Face à la gourmandise des caciques de LESPWA, un Parti-Etat, il nous faut trouver un consensus sur la gestion de la Cité. La dilapidation des caisses publiques ne peut pas être la rançon du vainqueur des élections de 2006. Du moins c’est l’impression qui se dégage de l’iniquité et de la violation des
lois de la République par le 55 ème président d’Haïti. La dangerosité de ce comportement purement licencieux de nos dirigeants a fini par créer un état psychologique collectif propre au découragement. De telles transgressions sont plutôt perçues en terme de fatalité par le commun des mortels. Nos leaders politiques observent un silence complice et accablant qui exprime clairement leur découragement et leur renonciation à la cause commune. Le Maître d’Armes, par ses coups d’épée dignes de Zorro, a mis hors de combat, un à un, presque tous les acteurs de la scène politique.

Aujourd’hui les lampes sont éteintes et le théâtre sombre dans le black-out. Une telle noirceur est propice à la réalisation de leurs projets ténébreux de refonte complète de la Constitution, le renouvellement du Mandat de René Préval et le retour éventuel de Jean Bertrand Aristide taclé
sévèrement par le nouveau Leader de l’ANC. 9 millions de dollars sont mis à la disposition de nos Parlementaires pour la réussite de cette succession sans aucun heurt. Les élections sont truquées d’avance. Ne sortiront du chapeau de nos magiciens que des élus dont les campagnes ont été financées après avoir prêté serment d’allégeance à leur patron.

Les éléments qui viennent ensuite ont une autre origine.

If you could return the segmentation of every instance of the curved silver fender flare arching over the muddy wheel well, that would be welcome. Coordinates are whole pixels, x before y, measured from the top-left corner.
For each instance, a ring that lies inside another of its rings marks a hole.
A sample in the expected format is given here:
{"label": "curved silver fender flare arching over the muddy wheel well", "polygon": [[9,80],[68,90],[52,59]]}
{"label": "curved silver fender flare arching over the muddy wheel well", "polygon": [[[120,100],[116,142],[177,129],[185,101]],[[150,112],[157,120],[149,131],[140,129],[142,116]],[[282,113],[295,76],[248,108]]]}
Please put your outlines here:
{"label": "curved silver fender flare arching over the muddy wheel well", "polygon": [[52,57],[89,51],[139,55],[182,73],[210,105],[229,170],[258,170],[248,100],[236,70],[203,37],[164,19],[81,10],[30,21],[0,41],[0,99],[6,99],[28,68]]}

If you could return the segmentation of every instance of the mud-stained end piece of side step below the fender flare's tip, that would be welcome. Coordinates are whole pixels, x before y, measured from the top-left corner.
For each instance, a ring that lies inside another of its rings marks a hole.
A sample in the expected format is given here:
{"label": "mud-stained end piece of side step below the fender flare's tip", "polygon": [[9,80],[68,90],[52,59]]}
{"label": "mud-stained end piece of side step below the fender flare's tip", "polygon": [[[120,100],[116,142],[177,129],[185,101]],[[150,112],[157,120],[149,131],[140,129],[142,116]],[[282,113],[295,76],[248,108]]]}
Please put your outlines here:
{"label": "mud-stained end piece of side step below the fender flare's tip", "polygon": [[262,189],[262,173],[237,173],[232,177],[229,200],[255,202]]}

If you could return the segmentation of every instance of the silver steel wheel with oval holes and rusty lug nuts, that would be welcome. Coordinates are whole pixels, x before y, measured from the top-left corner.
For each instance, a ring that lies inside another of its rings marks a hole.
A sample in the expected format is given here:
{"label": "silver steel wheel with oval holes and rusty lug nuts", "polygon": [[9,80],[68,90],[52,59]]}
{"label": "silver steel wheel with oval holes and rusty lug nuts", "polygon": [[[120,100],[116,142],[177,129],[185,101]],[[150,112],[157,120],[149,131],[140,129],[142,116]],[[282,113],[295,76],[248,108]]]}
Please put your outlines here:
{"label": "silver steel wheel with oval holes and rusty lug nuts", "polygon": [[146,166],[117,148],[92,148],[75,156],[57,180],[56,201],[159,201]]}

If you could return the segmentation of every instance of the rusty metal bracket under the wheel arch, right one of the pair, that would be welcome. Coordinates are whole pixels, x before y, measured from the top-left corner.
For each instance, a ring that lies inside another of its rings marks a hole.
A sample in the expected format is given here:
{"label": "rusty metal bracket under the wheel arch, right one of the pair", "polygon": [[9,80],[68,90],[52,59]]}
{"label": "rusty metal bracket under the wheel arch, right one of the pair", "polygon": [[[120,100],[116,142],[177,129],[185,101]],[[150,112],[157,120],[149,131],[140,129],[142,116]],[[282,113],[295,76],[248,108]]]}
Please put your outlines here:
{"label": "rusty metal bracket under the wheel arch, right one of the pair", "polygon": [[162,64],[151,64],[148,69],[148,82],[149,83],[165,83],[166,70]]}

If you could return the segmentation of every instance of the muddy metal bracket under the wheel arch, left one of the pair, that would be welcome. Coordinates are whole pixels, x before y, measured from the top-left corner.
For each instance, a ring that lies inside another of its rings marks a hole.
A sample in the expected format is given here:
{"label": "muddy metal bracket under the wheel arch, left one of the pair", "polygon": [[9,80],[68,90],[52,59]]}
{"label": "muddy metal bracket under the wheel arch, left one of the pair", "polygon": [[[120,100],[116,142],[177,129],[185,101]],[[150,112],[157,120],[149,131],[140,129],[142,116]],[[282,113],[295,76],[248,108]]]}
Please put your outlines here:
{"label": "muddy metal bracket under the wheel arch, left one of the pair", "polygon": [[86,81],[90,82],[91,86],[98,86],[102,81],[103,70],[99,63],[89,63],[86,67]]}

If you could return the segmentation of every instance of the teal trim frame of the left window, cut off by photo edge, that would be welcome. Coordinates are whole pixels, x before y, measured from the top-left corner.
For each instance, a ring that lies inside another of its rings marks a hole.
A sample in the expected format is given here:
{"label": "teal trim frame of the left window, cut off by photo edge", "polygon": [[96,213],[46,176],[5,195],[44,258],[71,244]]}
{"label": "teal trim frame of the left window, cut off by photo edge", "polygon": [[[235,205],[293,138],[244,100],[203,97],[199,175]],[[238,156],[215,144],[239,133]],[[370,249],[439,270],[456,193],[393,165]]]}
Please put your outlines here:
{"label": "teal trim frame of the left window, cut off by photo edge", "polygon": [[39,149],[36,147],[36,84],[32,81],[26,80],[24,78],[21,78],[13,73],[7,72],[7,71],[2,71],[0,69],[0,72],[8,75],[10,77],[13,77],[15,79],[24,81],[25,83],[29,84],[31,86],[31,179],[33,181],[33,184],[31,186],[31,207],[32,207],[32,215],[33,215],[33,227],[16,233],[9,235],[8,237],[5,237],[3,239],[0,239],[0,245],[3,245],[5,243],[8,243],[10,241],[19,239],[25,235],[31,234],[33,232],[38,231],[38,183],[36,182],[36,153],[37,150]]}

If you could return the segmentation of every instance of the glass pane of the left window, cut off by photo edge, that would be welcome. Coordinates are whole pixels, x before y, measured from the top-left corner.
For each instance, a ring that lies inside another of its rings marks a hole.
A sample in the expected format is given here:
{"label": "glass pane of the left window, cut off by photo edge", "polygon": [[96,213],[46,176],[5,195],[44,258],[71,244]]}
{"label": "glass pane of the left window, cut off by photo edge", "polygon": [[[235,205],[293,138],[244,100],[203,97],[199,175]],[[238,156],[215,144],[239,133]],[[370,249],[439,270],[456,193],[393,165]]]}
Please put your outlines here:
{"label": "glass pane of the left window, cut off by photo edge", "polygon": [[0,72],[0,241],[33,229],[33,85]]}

Les éléments indispensables à une appréciation objective de la situation politique actuelle du pays échappent à l’entendement des observateurs même les plus avertis. Il revient aux leaders d’opinion d’alerter le Peuple afin de le motiver sur le danger qui le guette. Dans l’atmosphère de la Fête de Noël, le Père Lebrun qui a régenté le pays, enflammé les pneus, brûlé nos compatriotes, imposé un état de non droit, détruit les Institutions de la République, renvoyé l’Armée d’Haïti, est sur le chemin du retour.

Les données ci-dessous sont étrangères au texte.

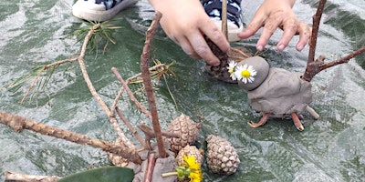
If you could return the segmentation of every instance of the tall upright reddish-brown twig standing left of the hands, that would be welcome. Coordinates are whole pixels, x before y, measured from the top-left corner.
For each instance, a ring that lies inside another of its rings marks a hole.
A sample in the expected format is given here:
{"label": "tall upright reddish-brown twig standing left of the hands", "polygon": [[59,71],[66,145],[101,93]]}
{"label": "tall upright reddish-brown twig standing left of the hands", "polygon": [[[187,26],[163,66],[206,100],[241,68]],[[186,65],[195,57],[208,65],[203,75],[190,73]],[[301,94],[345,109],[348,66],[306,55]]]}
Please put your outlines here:
{"label": "tall upright reddish-brown twig standing left of the hands", "polygon": [[159,123],[159,116],[157,113],[156,101],[153,93],[153,87],[151,83],[150,71],[149,71],[149,59],[150,59],[150,50],[151,43],[153,40],[153,36],[157,32],[157,28],[159,26],[159,22],[162,18],[162,14],[160,12],[156,12],[156,15],[153,17],[152,23],[146,32],[146,40],[143,46],[143,52],[141,54],[141,73],[143,77],[143,85],[146,89],[147,100],[150,107],[151,117],[152,117],[152,126],[154,133],[156,135],[157,147],[159,149],[160,157],[167,157],[165,147],[162,141],[161,134],[161,126]]}

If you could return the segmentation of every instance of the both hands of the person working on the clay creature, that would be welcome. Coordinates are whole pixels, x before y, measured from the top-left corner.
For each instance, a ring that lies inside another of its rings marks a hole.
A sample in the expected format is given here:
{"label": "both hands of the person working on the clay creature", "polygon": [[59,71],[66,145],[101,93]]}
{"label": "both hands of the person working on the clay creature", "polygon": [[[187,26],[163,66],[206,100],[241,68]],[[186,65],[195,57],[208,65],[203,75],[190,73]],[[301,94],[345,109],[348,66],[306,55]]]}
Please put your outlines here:
{"label": "both hands of the person working on the clay creature", "polygon": [[[230,45],[221,30],[206,15],[203,5],[199,0],[150,0],[156,11],[162,13],[161,25],[165,33],[183,51],[193,58],[203,58],[212,66],[220,64],[206,44],[203,35],[209,37],[215,45],[227,52]],[[296,48],[302,50],[308,43],[310,27],[297,20],[297,16],[291,9],[295,0],[265,0],[257,9],[251,23],[245,30],[238,34],[239,38],[245,39],[263,27],[262,34],[256,44],[256,49],[264,49],[269,38],[279,27],[284,33],[277,43],[278,50],[284,50],[294,35],[299,35]]]}

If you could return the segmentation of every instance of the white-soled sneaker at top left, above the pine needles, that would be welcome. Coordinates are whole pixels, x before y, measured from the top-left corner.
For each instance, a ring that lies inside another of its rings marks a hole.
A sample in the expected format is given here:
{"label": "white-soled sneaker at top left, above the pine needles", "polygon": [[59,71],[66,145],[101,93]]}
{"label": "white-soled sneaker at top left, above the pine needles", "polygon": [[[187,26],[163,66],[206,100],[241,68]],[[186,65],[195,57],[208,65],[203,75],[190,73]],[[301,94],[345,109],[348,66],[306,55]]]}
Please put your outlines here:
{"label": "white-soled sneaker at top left, above the pine needles", "polygon": [[72,5],[72,15],[89,21],[106,21],[138,0],[78,0]]}

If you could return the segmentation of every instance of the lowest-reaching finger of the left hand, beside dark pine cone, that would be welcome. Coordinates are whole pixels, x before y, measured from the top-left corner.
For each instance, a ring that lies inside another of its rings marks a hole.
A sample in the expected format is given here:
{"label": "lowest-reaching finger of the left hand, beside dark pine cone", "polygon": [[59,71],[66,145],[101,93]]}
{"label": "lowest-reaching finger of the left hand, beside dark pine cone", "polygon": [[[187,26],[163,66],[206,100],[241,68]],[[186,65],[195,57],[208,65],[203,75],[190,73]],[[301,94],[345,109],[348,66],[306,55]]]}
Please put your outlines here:
{"label": "lowest-reaching finger of the left hand, beside dark pine cone", "polygon": [[214,56],[202,34],[194,34],[189,38],[190,43],[193,45],[193,50],[198,56],[202,57],[203,60],[211,66],[219,66],[220,60],[218,57]]}

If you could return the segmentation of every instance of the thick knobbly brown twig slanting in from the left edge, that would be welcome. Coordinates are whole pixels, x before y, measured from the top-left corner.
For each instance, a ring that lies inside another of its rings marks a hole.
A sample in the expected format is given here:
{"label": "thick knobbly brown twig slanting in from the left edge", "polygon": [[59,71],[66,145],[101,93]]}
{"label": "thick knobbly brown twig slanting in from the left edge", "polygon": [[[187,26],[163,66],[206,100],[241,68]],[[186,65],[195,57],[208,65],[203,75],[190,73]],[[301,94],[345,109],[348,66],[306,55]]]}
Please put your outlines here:
{"label": "thick knobbly brown twig slanting in from the left edge", "polygon": [[137,151],[134,148],[126,146],[125,143],[122,143],[124,145],[117,146],[108,141],[91,139],[89,136],[60,129],[55,126],[47,126],[43,123],[38,123],[36,121],[27,119],[26,117],[23,116],[16,116],[1,111],[0,111],[0,122],[6,126],[10,126],[17,132],[21,132],[24,129],[29,129],[42,135],[54,136],[77,144],[99,147],[104,151],[116,154],[120,157],[128,158],[132,162],[141,164],[141,158],[137,154]]}

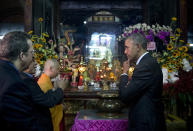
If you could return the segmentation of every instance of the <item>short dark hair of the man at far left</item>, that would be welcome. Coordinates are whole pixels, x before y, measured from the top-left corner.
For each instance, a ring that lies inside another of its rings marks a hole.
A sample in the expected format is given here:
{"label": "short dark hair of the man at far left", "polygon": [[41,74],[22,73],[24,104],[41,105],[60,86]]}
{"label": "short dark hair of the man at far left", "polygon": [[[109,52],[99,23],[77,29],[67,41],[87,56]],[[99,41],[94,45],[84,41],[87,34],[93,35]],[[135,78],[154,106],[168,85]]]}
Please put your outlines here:
{"label": "short dark hair of the man at far left", "polygon": [[26,53],[28,51],[28,39],[30,36],[22,31],[7,33],[0,41],[0,57],[10,61],[17,59],[21,52]]}

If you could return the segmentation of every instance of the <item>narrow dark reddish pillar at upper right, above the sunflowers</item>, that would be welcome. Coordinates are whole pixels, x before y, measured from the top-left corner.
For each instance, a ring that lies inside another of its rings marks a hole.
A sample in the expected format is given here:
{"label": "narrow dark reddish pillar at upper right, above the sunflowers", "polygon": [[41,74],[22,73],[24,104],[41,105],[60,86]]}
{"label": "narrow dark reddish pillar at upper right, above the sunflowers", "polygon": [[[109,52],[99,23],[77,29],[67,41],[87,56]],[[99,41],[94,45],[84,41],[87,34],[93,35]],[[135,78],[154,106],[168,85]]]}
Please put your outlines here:
{"label": "narrow dark reddish pillar at upper right, above the sunflowers", "polygon": [[182,30],[182,38],[187,42],[187,1],[180,0],[180,28]]}

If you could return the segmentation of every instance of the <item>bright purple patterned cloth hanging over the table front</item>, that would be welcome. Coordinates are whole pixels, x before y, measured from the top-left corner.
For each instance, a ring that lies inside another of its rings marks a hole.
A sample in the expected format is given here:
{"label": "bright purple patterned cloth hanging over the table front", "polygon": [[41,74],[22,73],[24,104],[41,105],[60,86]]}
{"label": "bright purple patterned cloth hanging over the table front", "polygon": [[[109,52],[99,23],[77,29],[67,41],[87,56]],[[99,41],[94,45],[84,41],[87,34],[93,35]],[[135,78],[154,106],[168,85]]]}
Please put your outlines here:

La Patrie est en danger! Prochainement le Peuple sera convoqué en ses comices en vue d’adhérer par voie référendaire au projet de refonte complète de notre Charte Fondamentale. Des escouades de baratineurs sont chargées de lancer une campagne de propagande à sens unique afin de donner une coloration populaire à cette odieuse initiative. La fraude massive, le bâillonnement de la Presse, le harcèlement et la menace des opposants sont inscrits au menu. L’Internet est également ciblé. On tente à tout prix d’annuler certains forums car la démocratie du Web pose de grands ennuis. L’anathème sera jeté sur nos hommes politiques les plus représentatifs.

Après 18 ans d’un Pouvoir Lavalas forgé par le feu et le sang, la perpétuation des méthodes autoritaires ne peut plus se poursuivre. Cette nouvelle constitution va définitivement fermer la porte de la mémoire sur les dossiers de Jean Dominique, Mireille Durocher Bertin, Jean Lamy,
Antoine Izmery, Jean Pierre Louis, Jean Marie Vincent etc.

Les escadrons de la mort vont poursuivre sans aucune crainte leurs œuvres interprétées au sens du vainqueur comme frais collatéraux. Les propriétaires des entreprises brûlées, détruites n’auront pas de justice. Le nombre de bidonvilles va augmenter car les familles seront réduites, de plus en plus, à la misère par suite de la confiscation du revenu national. Aucune responsabilité du Gouvernement ne sera signalée dans le kidnapping levé au rang d’institution nationale. Cette nouvelle prose constitutionnelle trahit l’ambition du Monarque de René Préval, prêt à tout pour un troisième mandat. Son délire du pouvoir le porte à fermer les yeux sur la vidéo « El Machetazo » parce que l’appui de Lionel Fernandez lui est indispensable pour son projet de refonte de la Constitution et l’obtention de son troisième mandat. Dans cette optique, il adopte la politique de la honte de Sténio Vincent qui, soucieux de renouveler son mandat en 1937,se trouvait dans une situation analogue vis-à-vis du
dictateur Léonidas Trujillo y Molina, en passant à pieds joints sur l’assassinat de 15 à 20 mille Haïtiens en République Dominicaine.